While the cause of Bell’s palsy has not been determined, there are indications that viruses such as herpes simplex (which causes mouth sores) and herpes zoster (the chicken pox virus which leads to shingles), and other latent viruses are responsible for the inflammation of the facial nerve. Herpes simplex virus has been found in saliva as well as muscle biopsies and the tears of Bell’s palsy patients at significantly higher rates than in control groups (Kaygusuz, Godekmerdan et. Al. 2004). One study (Furuta, Fukuda et. al. 1998) found that approximately 50% of Bell’s palsy patients show signs of the virus compared to approximately 19% of the normal population.
Western medicine treatments for Bell’s Palsy include antiviral drugs, prednisone and corticosteroids, as well as surgery in certain cases.

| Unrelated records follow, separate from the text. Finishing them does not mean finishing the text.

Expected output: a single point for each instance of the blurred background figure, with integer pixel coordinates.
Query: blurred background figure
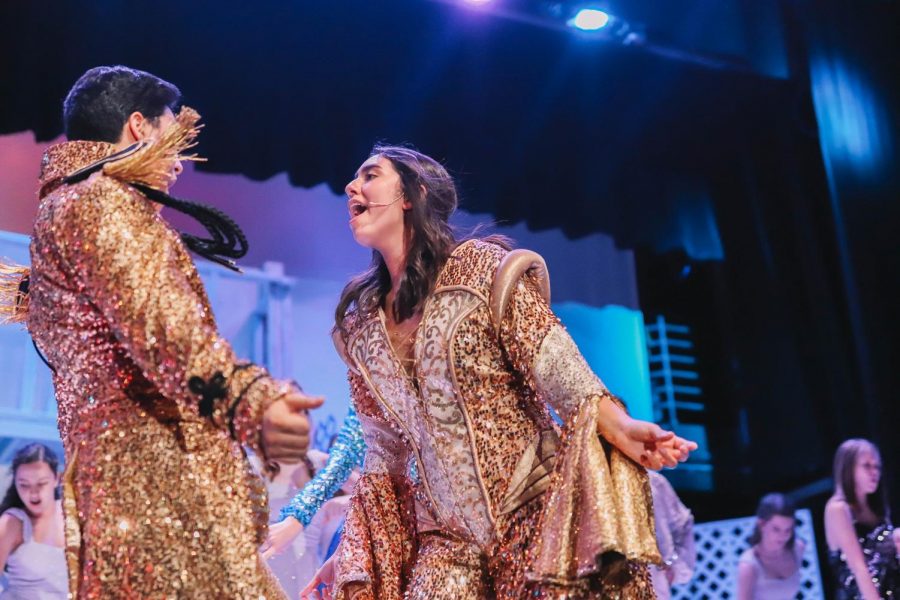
(770, 568)
(675, 536)
(863, 545)
(31, 528)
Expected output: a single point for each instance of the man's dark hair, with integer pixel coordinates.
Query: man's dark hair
(102, 99)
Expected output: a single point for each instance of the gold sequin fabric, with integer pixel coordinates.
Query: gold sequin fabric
(160, 500)
(476, 422)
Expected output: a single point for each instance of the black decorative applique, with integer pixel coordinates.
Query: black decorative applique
(209, 391)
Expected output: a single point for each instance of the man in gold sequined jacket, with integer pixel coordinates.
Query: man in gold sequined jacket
(154, 407)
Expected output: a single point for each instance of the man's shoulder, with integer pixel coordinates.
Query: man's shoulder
(87, 202)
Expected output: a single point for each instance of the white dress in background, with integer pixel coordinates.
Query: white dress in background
(35, 571)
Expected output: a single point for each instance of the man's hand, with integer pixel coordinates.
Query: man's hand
(285, 427)
(651, 446)
(280, 537)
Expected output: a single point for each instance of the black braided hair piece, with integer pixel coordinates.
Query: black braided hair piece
(227, 239)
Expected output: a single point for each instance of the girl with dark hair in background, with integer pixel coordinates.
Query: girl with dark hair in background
(770, 568)
(468, 491)
(863, 545)
(32, 538)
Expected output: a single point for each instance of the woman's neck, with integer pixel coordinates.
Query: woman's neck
(394, 256)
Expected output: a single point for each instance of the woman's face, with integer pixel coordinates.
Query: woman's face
(375, 202)
(867, 472)
(776, 531)
(36, 483)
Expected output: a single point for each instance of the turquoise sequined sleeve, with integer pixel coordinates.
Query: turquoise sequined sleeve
(346, 453)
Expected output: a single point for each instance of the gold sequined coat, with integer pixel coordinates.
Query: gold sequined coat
(490, 357)
(159, 501)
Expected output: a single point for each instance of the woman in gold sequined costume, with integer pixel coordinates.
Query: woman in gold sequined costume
(153, 404)
(469, 490)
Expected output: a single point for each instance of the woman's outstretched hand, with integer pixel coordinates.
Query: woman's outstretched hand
(280, 537)
(650, 445)
(325, 575)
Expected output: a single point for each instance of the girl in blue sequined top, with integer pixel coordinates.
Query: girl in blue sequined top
(346, 454)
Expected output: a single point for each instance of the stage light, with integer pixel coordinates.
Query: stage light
(589, 19)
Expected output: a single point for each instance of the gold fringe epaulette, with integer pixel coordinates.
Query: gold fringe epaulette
(13, 292)
(153, 164)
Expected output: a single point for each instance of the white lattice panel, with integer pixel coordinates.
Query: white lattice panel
(719, 545)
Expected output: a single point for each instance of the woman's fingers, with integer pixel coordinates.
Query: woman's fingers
(308, 592)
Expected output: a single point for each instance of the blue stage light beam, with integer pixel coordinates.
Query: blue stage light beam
(589, 19)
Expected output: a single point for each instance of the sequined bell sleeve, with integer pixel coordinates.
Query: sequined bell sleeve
(347, 452)
(597, 502)
(375, 555)
(138, 273)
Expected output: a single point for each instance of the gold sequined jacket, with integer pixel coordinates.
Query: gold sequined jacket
(490, 357)
(159, 501)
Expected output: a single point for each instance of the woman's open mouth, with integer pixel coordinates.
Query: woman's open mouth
(356, 208)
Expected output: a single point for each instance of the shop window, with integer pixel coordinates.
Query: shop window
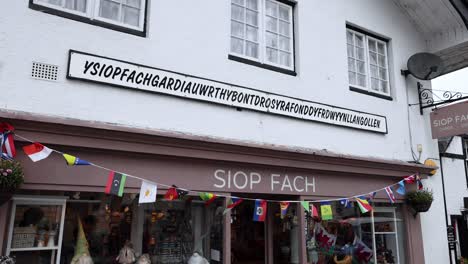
(262, 32)
(353, 237)
(367, 62)
(115, 14)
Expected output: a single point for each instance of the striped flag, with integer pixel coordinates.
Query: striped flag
(363, 205)
(37, 151)
(115, 183)
(390, 195)
(7, 143)
(284, 208)
(208, 198)
(232, 202)
(72, 160)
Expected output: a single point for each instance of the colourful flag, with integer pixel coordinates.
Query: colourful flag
(148, 192)
(72, 160)
(171, 194)
(115, 183)
(401, 187)
(260, 210)
(345, 202)
(284, 208)
(390, 195)
(326, 211)
(7, 143)
(208, 198)
(37, 151)
(419, 182)
(314, 211)
(410, 179)
(232, 202)
(363, 205)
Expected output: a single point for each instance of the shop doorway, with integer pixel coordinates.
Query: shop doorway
(274, 241)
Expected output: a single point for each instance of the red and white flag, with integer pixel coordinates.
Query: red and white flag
(37, 151)
(389, 192)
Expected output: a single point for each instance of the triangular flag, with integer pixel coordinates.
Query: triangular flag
(260, 210)
(390, 195)
(171, 194)
(148, 192)
(326, 211)
(208, 198)
(72, 160)
(115, 183)
(7, 143)
(314, 211)
(363, 205)
(345, 202)
(401, 187)
(37, 151)
(232, 202)
(284, 209)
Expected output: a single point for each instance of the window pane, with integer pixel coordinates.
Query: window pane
(78, 5)
(284, 43)
(251, 49)
(252, 4)
(239, 2)
(252, 33)
(272, 55)
(271, 40)
(373, 57)
(272, 8)
(252, 18)
(349, 37)
(361, 80)
(109, 10)
(237, 45)
(374, 72)
(131, 16)
(382, 61)
(284, 13)
(237, 13)
(134, 3)
(285, 58)
(271, 24)
(372, 45)
(237, 29)
(351, 64)
(284, 28)
(361, 66)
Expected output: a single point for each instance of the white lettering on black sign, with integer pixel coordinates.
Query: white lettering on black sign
(110, 71)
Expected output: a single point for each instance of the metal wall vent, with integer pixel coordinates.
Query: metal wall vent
(44, 71)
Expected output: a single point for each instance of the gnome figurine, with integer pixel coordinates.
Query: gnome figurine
(82, 255)
(197, 259)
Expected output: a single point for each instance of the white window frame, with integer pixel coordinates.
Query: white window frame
(366, 38)
(262, 53)
(92, 12)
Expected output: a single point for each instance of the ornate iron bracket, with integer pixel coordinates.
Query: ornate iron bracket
(426, 97)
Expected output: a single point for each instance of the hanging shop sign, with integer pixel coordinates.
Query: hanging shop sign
(450, 120)
(83, 66)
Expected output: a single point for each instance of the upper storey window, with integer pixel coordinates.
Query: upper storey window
(128, 14)
(262, 31)
(367, 63)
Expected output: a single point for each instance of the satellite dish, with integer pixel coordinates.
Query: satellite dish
(425, 66)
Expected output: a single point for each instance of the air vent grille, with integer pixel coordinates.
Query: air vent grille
(44, 71)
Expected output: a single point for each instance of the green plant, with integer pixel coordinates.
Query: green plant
(11, 175)
(420, 196)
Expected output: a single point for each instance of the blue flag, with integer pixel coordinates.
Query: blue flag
(401, 187)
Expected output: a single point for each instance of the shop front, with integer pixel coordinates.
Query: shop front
(59, 205)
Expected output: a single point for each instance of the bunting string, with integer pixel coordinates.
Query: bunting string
(413, 177)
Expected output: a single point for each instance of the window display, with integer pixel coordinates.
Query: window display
(352, 237)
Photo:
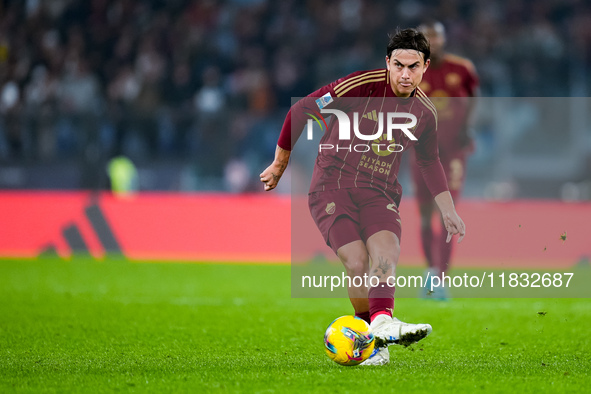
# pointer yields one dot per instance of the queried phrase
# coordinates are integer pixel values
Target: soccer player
(451, 83)
(354, 196)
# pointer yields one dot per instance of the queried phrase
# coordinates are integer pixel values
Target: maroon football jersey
(357, 163)
(447, 84)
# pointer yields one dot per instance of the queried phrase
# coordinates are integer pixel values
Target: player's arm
(292, 129)
(452, 221)
(271, 175)
(427, 155)
(471, 82)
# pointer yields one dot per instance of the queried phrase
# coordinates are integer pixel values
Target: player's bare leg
(355, 258)
(426, 211)
(384, 251)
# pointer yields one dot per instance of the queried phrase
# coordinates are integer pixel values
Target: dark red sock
(381, 300)
(364, 315)
(443, 251)
(427, 243)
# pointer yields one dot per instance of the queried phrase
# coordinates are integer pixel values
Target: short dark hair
(409, 39)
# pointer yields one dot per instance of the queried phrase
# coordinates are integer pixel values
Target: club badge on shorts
(331, 207)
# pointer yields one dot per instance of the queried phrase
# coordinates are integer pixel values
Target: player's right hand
(270, 177)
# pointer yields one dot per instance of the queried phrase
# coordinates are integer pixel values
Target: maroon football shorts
(348, 215)
(455, 171)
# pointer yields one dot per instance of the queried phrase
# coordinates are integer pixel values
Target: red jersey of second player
(447, 84)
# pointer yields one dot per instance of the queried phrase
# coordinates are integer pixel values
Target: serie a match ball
(348, 341)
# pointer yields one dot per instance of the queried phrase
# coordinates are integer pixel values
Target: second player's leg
(356, 262)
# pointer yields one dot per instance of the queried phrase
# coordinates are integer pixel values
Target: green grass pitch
(86, 326)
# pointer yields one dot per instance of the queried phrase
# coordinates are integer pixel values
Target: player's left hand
(454, 225)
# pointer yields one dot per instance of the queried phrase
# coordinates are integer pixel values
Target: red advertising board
(257, 228)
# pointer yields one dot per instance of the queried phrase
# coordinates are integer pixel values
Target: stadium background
(193, 94)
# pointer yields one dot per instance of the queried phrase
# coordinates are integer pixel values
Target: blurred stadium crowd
(205, 84)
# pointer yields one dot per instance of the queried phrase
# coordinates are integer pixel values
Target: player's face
(406, 68)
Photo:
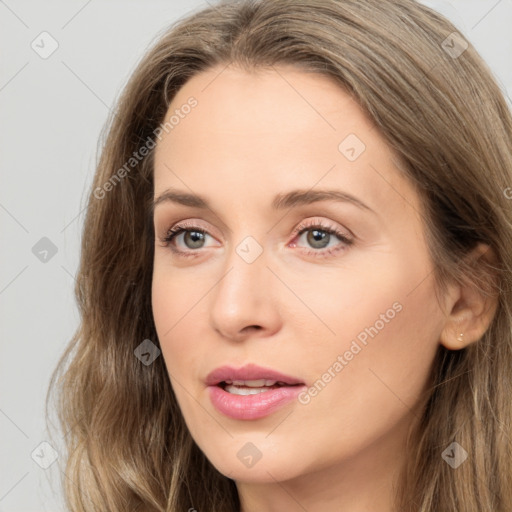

In traditional Chinese Medicine, this condition is called Zhong Feng, which literally translates to ‘Wind Attack.’ It is believed that Bell’s palsy is caused when Wind and Cold invade the meridians, muscles and tendons of the face. This frequently happens when the immune system is deficient and the body’s defenses are weak, for instance, when someone has a cold or the flu. The wind-cold attacks the Shaoyang (Liver, Gall Bladder) and Yangming (Stomach, Large Intestine) channels as well as the tendons and muscles. This can happen when a patient is exposed to wind, as in sleeping near an open window or an air conditioner, when driving with the windows down, or going on a boat when the winds are strong … Because of the individual’s deficient immune system, they are more vulnerable to outside sources, causing the immune system to produce an inflammatory response in the affected area which results in swelling of the surrounding tissues and obstruction of the normal function of the nerves and vessels (the facial nerve). As a result, there is an obstruction of qi (chee), vital energy, and blood in these areas that leads to malnourishment of the tendons and muscles. The lack of nourishment to the local area can cause symptoms of numbness and tingling, which are common signs of qi and blood deficiency in Traditional Chinese Medicine. To summarize, it is believed that Bell’s Palsy is caused by exposure to wind which, coupled with a deficient immune system, can cause inflammation in the affected area and obstruct the flow of qi.
The goal of the acupuncture treatment is to expel the Wind-Cold from the meridians, improve the circulation of Qi and Blood to nourish the muscles, and restore nerve and muscle function. The treatment also enhances the body’s immune system, strengthening the body’s defenses.
When acupuncture has been initiated within three days post-onset, in 684 cases of facial nerve paralysis, 100% of patients were cured or there was marked improvement (Liu 1995). Other studies (Gao, Chen, 1991) revealed that 80% of cases that were treated at more than two months post-onset, and 83% of severe cases, were cured or had excellent effects with acupuncture treatment.
Bell’s Palsy is a physical and emotionally debilitating condition in which conventional medicine has limited efficacy. The immune system has produced an inflammatory response which obstructs the normal function of the nerves and the function of facial nerve VII, resulting in numbness and paralysis. Chinese medicine has effectively treated conditions such as Bell’s Palsy for centuries.